The aromatic intensity of this honey is capable of accompanying the very complex Grana Padano aged over 24 months with balance and harmony. The honey’s fresh notes, together with its mint and herb aromas pleasantly temper the animal, and meat broth nuances of the cheese.”
We always recommend serving an assortment of honeys, perhaps two very different ones, so leaving diners to decide for themselves. Honeys should not be put onto cheese prior to serving both because this does not leave the choice to diners but also because the high osmotic pressure of honey tends to lead to it absorbing the cheese’s salty liquids in the space of just a few minutes. Try the two on their own first before testing the various pairings.

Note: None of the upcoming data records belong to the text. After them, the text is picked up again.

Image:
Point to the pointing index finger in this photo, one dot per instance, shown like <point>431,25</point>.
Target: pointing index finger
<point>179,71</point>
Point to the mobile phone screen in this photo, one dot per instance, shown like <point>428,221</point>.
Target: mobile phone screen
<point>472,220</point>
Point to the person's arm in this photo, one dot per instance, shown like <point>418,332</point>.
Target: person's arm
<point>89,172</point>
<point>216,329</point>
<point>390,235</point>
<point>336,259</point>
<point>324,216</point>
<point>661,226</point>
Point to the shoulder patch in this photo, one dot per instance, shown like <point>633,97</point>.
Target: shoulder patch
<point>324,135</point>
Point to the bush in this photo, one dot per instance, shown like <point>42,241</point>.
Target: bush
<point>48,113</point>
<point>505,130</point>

The honeys should be served in small containers, and a teaspoon for serving it. Liquid and creamy honeys can be used as they are. Compact crystallised honeys can be stirred before transferring the honey from the jar to the serving container to make them easier to serve, scraping off the required quantity.
This is a honey with a big aromatic personality, one of a kind. Its aromatic herb nuances make this the ultimate cooking honey, above all in savoury dishes.
Lime blossom honeys can be made in the flowering periods of the ailanthus and clover in their urban and flatland production areas, and these can temper its resinous characteristics, creating a product closer to a mixed flower honey. In the Alpine valleys, on the other hand, the chestnut tree flowers at the same time, potentially creating a dual name honey: lime and chestnut. Mixed flower honeys containing lime blossom are in any case extremely distinctive, as this adds a prevailing and highly recognisable note.
It is easy to source both locally and at large scale retailers.